Letra Clásica
El gran Casavella (I)
Casavella prometía, con una carrera como escritor ilusionante, tras su primera obra, 'El Triunfo', que fue muy bien acogida
4 enero, 2021 00:00Tras el primer cierre de Cairo, nos fuimos de Norma Editorial dando un portazo, que es lo que hacíamos por aquellos tiempos del cuplé personajes como Joan Navarro, Ignacio Vidal-Folch y yo mismo, genuinos cracks de la dimisión espontánea e intempestiva. Navarro alquiló un pisito en la calle Consejo de Ciento, no muy lejos de la sede de Norma en el Paseo San Juan, y desde ahí nos lanzamos a la reconquista del mundo del comic, que no obtuvo los resultados apetecidos --allí se fraguó el desastre de la revista Complot y el hundimiento del mítico TBO, que Javier Nieto, CEO de la moribunda editorial Bruguera, dejó en nuestras manos, ¡Dios lo bendiga y le conserve la vista!--, pero nos sirvió para cultivar nuestras quimeras durante cierto tiempo y, sobre todo, recibir la visita de personas en general interesantes. Uno de los que más aparecía por el pisurrio era un simpático jovenzuelo al que acabábamos de conocer --se me acercó en el viejo Zeleste para hacerme una entrevista para un fanzine y surgió entre ambos una simpatía instantánea que me condujo a socializarlo en vez de quedármelo para mí solo-- y que se llamaba Francisco García Hortelano, igual que el novelista al que tanto admiraba. Como también quería ser escritor, se hacía llamar Francisco Casavella.
En aquellos viejos tiempos, Casavella, que ya había abandonado los estudios de Filosofía y Letras en la Universidad de Barcelona, trabajaba como botones en una oficina de la Caixa. Era evidente que no pretendía hacer carrera en tan respetable institución, pues había llegado a tal dominio en la práctica del escaqueo que aprovechaba las salidas del curro con el encargo de hacer recados para acercarse por La Casa de los Enanitos --así había bautizado Victoria Bermejo, entonces esposa de Navarro, el habitáculo, aunque nunca supe por qué--, donde nos encontraba a sus habitantes planeando algo imposible, jugando al Risk en momentos de aburrimiento y desesperación o mano sobre mano y hablando de nuestras cosas.

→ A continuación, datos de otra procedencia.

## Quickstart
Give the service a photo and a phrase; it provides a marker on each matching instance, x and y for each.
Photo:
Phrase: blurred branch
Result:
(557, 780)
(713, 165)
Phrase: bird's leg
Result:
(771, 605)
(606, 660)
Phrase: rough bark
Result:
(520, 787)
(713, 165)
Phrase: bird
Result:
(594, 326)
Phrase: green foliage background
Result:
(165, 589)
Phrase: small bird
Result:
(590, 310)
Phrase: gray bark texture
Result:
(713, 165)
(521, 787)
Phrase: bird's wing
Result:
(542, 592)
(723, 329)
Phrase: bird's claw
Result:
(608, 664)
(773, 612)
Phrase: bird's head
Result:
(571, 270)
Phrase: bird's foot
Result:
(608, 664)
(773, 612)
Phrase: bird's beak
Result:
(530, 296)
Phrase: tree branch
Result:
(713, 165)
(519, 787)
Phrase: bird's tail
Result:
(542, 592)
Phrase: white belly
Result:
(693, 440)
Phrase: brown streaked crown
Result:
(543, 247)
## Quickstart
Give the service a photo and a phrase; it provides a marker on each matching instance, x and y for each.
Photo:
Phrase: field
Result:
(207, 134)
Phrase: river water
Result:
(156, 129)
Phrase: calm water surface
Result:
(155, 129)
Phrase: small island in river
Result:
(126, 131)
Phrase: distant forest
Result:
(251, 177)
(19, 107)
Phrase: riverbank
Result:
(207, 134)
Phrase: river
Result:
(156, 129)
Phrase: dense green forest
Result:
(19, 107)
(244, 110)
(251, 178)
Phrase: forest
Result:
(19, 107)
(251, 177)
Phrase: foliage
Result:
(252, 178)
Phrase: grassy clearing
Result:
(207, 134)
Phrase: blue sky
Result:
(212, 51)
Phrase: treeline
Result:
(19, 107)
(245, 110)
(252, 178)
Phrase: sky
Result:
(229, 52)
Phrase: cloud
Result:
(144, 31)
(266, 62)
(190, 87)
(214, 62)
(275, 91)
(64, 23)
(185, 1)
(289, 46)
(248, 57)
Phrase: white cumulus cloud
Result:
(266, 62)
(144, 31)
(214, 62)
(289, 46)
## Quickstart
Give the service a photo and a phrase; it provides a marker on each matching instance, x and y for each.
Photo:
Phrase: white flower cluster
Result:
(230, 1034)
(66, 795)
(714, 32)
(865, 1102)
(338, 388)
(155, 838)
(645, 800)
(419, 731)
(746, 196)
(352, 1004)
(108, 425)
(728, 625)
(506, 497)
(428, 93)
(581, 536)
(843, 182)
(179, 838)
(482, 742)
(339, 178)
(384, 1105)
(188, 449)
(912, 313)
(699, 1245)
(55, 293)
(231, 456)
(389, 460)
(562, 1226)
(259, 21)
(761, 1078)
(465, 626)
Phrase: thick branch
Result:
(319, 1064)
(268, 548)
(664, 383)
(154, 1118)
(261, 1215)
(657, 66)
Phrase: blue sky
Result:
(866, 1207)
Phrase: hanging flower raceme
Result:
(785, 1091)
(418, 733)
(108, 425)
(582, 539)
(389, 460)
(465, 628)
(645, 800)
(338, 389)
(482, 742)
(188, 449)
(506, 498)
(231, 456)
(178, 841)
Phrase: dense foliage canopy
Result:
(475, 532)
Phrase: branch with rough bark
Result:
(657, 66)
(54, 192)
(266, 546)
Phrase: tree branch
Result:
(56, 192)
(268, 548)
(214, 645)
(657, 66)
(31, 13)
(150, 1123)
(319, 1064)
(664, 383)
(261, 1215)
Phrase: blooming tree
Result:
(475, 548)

A todos nos parecía un chaval estupendo. De hecho, nunca conocí a nadie que no se lo pareciera. Y llevaba una vida extraña --con sus recados en diferido y su habilidad para perderse por Barcelona--, pero que obedecía a una lógica tan aplastante como entretenida: por las mañanas, hacía como que trabajaba para un banco; por las tardes escribía o tomaba notas para la que sería su primera y magnífica novela, El triunfo (1990); y por las noches, ya fuese con sus amigotes del Poble Sec o con sus nuevos compadres (los habitantes de la Casa de los Enanitos, el periodista Llàtzer Moix y algunos más) frecuentaba bares --a ser posible, con mesa de billar americano, en el que era un maestro, aunque a mí se me escapara a veces alguna bola y a punto estuviera de descerebrar a alguien-- y se ponía (nos poníamos) hasta arriba de alcohol. Fuimos durante años compañeros de copas que intercambiaban ideas y comentarios sarcásticos y recomendaciones literarias, cinematográficas y musicales (Casavella siempre fue muy fan de los Clash y de los Specials). Y si dejé de verle con la frecuencia habitual fue porque yo eché el freno en la ingesta etílica y él metió la directa hasta que reventó en diciembre de 2008, el mismo año en que ganó el premio Nadal con Lo que sé de los vampiros.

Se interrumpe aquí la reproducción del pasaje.